President Barack Obama and Brazil's Dilma Rousseff paid a surprise joint visit Monday to Washington's Martin Luther King Memorial, part of efforts to mend fences after a spying row.
Obama hosted the Brazilian president at the memorial to the civil rights icon -- one of his personal heroes -- after a "turbulent patch" between the two countries caused by revelations that U.S. spies had listened in on Rousseff's phone calls.
The White House said the visit "underscores the many shared values and strong bonds that exist between the American and Brazilian peoples".
Both countries have large minorities descended from West African slaves and continue to have problems resulting from racial inequality.

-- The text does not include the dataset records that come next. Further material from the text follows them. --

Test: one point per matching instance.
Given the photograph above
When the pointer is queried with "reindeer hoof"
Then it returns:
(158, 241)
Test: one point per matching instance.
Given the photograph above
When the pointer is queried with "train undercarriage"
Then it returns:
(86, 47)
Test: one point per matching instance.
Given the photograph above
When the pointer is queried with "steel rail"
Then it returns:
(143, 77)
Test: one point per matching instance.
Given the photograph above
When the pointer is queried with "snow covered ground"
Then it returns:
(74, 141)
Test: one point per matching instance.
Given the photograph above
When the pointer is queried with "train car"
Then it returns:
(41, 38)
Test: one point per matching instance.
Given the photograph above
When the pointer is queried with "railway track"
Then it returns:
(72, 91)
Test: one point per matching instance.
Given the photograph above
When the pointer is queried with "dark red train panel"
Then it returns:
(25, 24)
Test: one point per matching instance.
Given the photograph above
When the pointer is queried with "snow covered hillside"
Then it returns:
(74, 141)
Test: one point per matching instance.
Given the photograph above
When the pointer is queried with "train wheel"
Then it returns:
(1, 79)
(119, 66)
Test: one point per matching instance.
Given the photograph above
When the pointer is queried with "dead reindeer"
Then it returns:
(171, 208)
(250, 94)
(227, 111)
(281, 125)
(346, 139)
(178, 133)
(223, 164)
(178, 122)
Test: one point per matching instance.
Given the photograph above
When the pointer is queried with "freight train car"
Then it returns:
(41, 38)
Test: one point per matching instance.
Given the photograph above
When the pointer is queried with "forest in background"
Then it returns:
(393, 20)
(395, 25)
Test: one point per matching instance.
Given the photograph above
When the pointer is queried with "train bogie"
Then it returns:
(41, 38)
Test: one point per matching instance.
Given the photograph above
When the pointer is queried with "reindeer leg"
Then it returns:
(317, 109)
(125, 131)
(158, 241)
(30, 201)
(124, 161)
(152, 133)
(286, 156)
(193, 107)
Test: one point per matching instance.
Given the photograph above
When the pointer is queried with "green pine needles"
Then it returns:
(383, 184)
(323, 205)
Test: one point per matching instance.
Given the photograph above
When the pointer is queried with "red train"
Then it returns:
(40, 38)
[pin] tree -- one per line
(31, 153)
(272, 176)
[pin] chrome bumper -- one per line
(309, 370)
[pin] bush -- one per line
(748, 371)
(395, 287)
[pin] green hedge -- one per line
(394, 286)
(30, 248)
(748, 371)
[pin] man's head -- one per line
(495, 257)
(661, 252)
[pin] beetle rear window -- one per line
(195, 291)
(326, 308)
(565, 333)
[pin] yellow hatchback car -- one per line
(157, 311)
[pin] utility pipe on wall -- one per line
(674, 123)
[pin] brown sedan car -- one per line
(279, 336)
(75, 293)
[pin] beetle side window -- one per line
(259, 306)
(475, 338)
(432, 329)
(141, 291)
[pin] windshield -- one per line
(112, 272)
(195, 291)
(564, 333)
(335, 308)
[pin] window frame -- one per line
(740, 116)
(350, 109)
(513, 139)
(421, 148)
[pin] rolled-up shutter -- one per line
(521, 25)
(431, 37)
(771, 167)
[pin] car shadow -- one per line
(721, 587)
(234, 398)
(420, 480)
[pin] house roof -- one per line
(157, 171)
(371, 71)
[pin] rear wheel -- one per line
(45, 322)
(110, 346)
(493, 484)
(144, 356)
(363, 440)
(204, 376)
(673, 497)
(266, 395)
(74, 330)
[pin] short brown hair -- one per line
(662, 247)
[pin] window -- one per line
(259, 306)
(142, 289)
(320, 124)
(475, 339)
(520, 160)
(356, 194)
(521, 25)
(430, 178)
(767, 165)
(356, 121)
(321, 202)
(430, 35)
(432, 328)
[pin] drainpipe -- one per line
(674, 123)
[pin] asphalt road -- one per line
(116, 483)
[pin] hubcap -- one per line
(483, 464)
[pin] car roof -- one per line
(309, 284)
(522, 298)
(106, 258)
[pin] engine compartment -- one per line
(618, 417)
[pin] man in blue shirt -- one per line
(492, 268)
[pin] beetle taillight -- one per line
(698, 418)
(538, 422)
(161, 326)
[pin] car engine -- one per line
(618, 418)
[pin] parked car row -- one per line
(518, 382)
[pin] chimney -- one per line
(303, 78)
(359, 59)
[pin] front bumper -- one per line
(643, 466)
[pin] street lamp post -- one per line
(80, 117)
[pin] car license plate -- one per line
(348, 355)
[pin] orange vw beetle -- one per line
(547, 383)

Later, Obama welcomed Rousseff at a small dinner at the White House with about 20 guests. She was joined by Foreign Minister Mauro Vieira and Defense Minister Jacques Wagner.
The U.S. president was accompanied by Vice President Joe Biden and National Security Adviser Susan Rice.
Obama has often taken allies on symbolic trips in and around Washington.
He also took India's Prime Minister Narendra Modi to the MLK memorial and Japanese Prime Minister Shinzo Abe to the Lincoln memorial.
Rousseff was first expected in Washington in October 2013, but suspended the trip after it emerged U.S. intelligence had tapped her telephone calls and those of millions of other Brazilians.
"The visit itself indicates that we are moving forward here," said senior Obama foreign policy aide Ben Rhodes ahead of the trip.
Obama and Rousseff are due to hold a dinner on Monday, then talks followed by a press conference on Tuesday.